Shortly before the beginning of my senior year of high school (2013), I was dancing in a parade and got pretty severe heat stroke. I collapsed and was taken to the hospital via ambulance. And while I’m unsure of whether or not the heat stroke caused/ triggered my health issues, that’s around the time when I first started showing symptoms of many of my health issues. A few weeks later, my body gave out at a friend’s house, and at one point I wasn’t breathing and they couldn’t find a pulse. So I was rushed to the hospital once again, and doctors were baffled as to what was going on with my body. I had ultrasounds and heart monitors and EKGs… the works. Everything was coming back normal. But I was passing out, had crippling chest pain, and was even having difficulty breathing at times. I was in and out of the ER more times than I could count. I was in the school musical that fall, and even though I was just an ensemble dancer, I had an understudy because my health was so unpredictably poor. There was even discussion of having an oxygen tank backstage just in case. There were students who had CPR training and were prepped just in case. I was (and still am) stubborn as hell, so I insisted on going onstage no matter what. This persisted until the end of my senior year when I landed the lead in Twelfth Night, and by showtime, my body was so beat that I genuinely passed out almost every time I walked off stage. Looking back I don’t know how I was able to recite Shakespearian monologues when I couldn’t even see straight. It was really bad, but the doctors explained away all my concerns as “just anxiety” and sent me home. It got to the point where the people I was living with wondered if I was faking passing out and would leave me alone when I was having trouble breathing and didn’t want to take me into the ER. I knew there was something major going on, but nobody seemed to want to believe me!

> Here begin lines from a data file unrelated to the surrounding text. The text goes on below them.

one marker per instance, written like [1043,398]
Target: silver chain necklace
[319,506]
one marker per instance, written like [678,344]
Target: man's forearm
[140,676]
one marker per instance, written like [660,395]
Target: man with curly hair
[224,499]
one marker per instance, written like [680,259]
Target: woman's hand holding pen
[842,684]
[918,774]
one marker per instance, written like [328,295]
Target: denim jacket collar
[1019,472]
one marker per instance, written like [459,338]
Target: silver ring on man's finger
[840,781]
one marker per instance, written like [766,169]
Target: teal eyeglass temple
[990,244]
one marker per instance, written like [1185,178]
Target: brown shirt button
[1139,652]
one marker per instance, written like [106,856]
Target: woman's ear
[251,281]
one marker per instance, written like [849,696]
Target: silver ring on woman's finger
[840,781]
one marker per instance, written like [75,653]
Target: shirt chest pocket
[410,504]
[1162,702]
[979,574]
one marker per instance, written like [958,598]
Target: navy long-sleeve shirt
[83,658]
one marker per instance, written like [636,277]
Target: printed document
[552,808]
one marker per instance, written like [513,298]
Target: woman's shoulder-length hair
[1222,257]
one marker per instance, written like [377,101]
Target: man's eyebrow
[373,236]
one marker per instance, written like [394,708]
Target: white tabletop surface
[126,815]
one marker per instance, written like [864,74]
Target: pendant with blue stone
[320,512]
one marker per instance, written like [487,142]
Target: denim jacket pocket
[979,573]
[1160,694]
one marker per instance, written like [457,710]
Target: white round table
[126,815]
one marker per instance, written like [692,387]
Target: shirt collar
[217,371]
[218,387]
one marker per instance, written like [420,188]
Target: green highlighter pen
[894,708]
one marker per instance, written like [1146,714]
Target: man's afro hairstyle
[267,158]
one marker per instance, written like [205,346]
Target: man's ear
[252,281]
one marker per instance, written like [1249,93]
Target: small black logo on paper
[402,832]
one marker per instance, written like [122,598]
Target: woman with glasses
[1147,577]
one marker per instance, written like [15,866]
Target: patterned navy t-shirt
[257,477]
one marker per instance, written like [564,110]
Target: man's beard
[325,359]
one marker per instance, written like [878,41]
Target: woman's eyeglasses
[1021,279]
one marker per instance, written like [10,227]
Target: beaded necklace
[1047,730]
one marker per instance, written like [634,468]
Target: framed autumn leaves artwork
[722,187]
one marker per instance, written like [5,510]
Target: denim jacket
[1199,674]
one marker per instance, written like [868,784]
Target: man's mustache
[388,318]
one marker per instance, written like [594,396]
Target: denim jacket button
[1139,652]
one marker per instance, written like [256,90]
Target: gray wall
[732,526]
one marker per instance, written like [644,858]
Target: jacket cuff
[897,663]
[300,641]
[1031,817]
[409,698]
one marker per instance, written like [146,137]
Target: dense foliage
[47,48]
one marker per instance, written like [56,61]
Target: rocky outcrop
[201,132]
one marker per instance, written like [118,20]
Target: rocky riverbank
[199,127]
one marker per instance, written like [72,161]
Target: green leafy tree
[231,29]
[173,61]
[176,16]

Fast forward to 2015. I had just moved out of a friend’s house and was finally in charge of my own life. While celebrating Easter with my boyfriend’s family I started to feel very woozy. According to his grandmother, I was burning up after dinner. I retreated to his bedroom and laid down on the floor with a cold washcloth on my forehead, hoping the dizziness would pass. While laying down, I passed out! When I returned to consciousness, I felt like I was drowning in a pool of jello. My recollection is spotty from there. I remember hearing his mom on the phone with the doctors. I remember them telling me to drink something from a straw, and that no matter how hard I tried, I apparently wasn’t drinking. Next thing I know, I’m in the back of the ambulance. I remember the paramedic in the ambulance telling me “I know you’re faking all of this, so drop the act.” That was scary because I knew something was wrong, but even the EMT didn’t believe me, despite having carried me out of the house on a stretcher.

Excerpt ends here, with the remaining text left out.